For each day of the Church year (starting in Advent), quotes will be posted as they appeared in the 1941 edition of "The New Christian Year". They are categorized by the source on the left, so that readers can read more from each author. I will also add links to websites about each source.
During lent the "The New Christian Year" will be supplemented by quotes from "The Passion of the Christ". This text has passages from the Gospel accounts of the passion supplemented by quotes from the "Saints and Doctors of the Church".

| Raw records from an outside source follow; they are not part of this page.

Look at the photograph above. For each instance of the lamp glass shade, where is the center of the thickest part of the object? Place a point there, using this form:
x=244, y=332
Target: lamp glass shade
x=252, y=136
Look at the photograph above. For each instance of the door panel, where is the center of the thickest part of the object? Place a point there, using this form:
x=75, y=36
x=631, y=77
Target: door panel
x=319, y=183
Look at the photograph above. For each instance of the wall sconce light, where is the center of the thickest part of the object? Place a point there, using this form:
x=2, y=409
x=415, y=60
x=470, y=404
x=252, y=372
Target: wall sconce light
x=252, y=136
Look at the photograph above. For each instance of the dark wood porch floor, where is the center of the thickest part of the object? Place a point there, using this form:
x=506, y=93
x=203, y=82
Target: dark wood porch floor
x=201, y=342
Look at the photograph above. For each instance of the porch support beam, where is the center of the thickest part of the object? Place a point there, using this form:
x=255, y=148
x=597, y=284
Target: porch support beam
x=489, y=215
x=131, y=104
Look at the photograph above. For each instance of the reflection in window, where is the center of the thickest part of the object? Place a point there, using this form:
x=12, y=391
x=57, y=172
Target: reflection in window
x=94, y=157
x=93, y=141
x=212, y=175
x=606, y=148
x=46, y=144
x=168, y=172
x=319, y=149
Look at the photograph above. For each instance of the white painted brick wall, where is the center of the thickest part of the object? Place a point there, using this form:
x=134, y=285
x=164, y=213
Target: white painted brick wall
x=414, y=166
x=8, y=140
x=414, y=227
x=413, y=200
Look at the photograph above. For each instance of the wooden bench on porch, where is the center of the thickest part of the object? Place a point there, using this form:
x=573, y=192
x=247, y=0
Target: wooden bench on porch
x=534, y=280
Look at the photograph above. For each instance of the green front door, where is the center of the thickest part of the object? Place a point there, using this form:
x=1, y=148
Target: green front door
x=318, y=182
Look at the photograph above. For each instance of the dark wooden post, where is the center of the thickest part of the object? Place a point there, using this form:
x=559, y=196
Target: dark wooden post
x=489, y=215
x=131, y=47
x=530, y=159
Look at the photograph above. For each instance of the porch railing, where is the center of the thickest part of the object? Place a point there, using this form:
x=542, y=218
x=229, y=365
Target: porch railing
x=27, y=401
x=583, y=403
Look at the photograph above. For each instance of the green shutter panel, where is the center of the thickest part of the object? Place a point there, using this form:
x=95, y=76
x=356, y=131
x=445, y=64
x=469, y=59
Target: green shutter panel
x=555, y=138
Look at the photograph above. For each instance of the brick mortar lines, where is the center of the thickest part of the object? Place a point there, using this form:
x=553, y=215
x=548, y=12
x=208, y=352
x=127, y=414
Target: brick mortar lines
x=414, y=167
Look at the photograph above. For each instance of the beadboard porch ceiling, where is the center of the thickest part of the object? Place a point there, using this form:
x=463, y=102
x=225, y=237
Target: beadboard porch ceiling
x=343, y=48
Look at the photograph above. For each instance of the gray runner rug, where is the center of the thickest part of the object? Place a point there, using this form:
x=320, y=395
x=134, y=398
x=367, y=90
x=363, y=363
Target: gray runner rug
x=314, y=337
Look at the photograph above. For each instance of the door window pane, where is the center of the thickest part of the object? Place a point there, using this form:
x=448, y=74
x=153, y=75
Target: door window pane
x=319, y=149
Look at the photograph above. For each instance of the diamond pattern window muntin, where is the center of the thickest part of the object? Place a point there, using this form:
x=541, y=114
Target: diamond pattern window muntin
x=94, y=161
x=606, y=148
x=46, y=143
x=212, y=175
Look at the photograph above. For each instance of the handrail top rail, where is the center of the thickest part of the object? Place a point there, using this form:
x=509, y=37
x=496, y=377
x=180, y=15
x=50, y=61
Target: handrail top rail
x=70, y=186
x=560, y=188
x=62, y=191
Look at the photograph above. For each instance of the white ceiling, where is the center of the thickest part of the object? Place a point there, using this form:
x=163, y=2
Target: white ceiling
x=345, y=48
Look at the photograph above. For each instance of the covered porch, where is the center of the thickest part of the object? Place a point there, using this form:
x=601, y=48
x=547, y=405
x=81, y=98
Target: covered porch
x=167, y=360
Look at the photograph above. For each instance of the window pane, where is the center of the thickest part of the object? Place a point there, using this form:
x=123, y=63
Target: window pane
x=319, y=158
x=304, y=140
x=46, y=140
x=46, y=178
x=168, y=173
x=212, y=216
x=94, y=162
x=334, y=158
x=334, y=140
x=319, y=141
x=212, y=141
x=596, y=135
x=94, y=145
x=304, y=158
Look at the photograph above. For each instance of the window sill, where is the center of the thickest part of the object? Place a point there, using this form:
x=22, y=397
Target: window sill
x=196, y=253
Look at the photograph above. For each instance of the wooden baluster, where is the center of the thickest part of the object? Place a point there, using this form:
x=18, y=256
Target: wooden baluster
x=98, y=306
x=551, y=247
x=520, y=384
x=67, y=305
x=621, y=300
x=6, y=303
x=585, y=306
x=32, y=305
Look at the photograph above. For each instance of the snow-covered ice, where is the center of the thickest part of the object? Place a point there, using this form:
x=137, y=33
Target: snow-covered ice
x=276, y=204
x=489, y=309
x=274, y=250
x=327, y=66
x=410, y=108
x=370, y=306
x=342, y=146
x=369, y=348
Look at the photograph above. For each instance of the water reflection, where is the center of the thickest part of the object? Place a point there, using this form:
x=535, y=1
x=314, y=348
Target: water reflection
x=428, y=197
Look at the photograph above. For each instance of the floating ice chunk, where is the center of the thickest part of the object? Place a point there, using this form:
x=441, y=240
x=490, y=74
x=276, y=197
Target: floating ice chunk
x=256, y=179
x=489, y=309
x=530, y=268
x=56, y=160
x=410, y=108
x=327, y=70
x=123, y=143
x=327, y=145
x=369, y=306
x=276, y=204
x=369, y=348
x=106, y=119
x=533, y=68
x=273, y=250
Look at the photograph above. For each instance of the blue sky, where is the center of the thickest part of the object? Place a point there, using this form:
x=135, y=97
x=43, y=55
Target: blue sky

Herein lies the true ground and depth of the uncontrollable freedom
of our will and thoughts: they must have a self-motion and
self-direction, because they came out of the self-existant God. They
are eternal, divine powers that never began to be, and therefore cannot
begin to be in subjection to anything. That which thinks and wills in
the soul is that very same unbeginning breath which thought and willed
in God, before it was breathed into the form of the human soul; and
therefore it is, that will and thought cannot be bounded or constrained. Herein also appears the high dignity and never ceasing perpetuity of our nature.
The earth was made, but the earth itself which was made is not
life. In the Wisdom of God however there is spiritually a certain
Reason after which the earth was made. This is Life.
St. Augustine, quoted in Aquinas: Catena Aurea.
It is not that we keep His commandments first, and that the He
loves; but that he loves us, and then we keep His commandments. This
is that grace, which is revealed to the humble, but hidden from the
proud.
Human nature, even though it summed not, could not shine by its own
strength simply; for it is not naturally light, but only a recipient of
it; it is capable of containing wisdom, but is not wisdom itself.
Origen: Homilies.
How could we know what God wants to do with us when we cannot even know what we are nor who we are?
The soul cannot enter into the night of itself, because no one is
able of his own strength to empty his heart of all desires, so as to
draw near unto God.
St. John of the Cross: Ascent of Mount Carmel.
In all our deaths, and deadly calamities of this life, we may justly
hope of a good issue from Him: and all our periods and transitions in
this life, are so many passages from death to death.
It is not in the power of the devil to do so much harm, as God can
do good; nay, we may be bold to say, it is not in the will, not in the
desire of the devil to do so much harm, as God would do good.